NanoDAPFAM

Overview

NanoDAPFAM is the compact Nano set for DAPFAM, a domain-aware patent-family retrieval benchmark. It evaluates citation-linked prior-art retrieval at the patent-family level. The group contains eighteen variants formed by three domain conditions (All, In, and Out), two query representations (title-abstract or title-abstract-claims), and three target representations (title-abstract, title-abstract-claims, or full text).

The group is useful because it separates ordinary lexical patent similarity from cross-domain prior-art retrieval. Same-domain and all-domain variants give retrievers many technical anchors: components, materials, methods, and claim phrases. OUT-domain variants remove shared IPC3 technical classes, so the model must retrieve cited families related by transferable mechanisms or problem-solution patterns rather than by the same surface vocabulary. BM25, dense retrieval, and reranking_hybrid all reveal different parts of that domain gap.

What This Group Measures

DAPFAM: A Domain-Aware Family-level Dataset to benchmark cross domain patent retrieval introduces a patent-family retrieval benchmark with citation-based relevance judgments and explicit domain partitions. The source benchmark aggregates patents at family level to reduce international duplicate publications and uses IPC3 overlap to distinguish same-domain from cross-domain retrieval.

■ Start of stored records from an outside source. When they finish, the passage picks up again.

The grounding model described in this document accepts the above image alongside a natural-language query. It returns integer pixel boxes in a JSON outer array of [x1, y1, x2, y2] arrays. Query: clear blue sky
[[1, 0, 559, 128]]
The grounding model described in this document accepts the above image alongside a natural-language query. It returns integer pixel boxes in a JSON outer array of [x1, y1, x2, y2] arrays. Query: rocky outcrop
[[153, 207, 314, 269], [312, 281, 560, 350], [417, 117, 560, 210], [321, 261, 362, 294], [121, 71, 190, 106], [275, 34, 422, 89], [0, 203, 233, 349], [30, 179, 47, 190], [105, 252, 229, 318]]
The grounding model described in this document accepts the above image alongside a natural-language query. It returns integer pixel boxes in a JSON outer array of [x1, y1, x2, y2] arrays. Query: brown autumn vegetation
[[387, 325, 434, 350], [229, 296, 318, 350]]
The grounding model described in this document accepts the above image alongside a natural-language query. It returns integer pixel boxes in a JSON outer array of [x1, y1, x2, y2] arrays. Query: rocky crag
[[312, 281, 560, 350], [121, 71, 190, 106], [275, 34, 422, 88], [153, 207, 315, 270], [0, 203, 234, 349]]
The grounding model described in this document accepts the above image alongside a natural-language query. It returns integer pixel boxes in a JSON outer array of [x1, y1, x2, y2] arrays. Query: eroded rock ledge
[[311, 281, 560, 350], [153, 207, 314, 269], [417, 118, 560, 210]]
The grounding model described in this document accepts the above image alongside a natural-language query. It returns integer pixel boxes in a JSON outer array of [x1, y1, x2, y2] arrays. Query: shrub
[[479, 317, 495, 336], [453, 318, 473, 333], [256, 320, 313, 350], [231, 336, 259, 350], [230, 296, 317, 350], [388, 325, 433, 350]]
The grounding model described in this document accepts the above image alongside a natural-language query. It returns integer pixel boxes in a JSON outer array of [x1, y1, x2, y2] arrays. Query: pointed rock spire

NanoDAPFAM preserves the DAPFAM design in compact 200-query splits. Each split uses the same high-level prior-art retrieval task but changes the domain condition and patent text fields. This makes the group a controlled probe of three factors: whether positives are same-domain or cross-domain, whether the query includes claims, and whether the target is a compact summary or a very long patent text.

Task Families

All-domain prior-art retrieval: All variants include both same-IPC3 and cross-IPC3 positives, measuring overall citation-linked patent-family retrieval.
In-domain prior-art retrieval: In variants keep same-domain positives, where shared technical vocabulary is often available.
Out-domain prior-art retrieval: Out variants keep cross-domain positives, where relevance depends more on transferred mechanisms, materials, or problem-solution analogies.
Representation comparisons: each domain condition is evaluated with title-abstract and title-abstract-claims queries against title-abstract, title-abstract-claims, and full-text targets.

Dataset Shape

NanoDAPFAM contains 18 task pages, 3,600 queries, 180,000 split-local documents, and 49,879 positive qrel rows. Each split has 200 queries and 10,000 candidate documents. All variants are multi-positive, but density changes by domain: All-domain variants average about 20 positives per query, In-domain variants about 15, and Out-domain variants about 6.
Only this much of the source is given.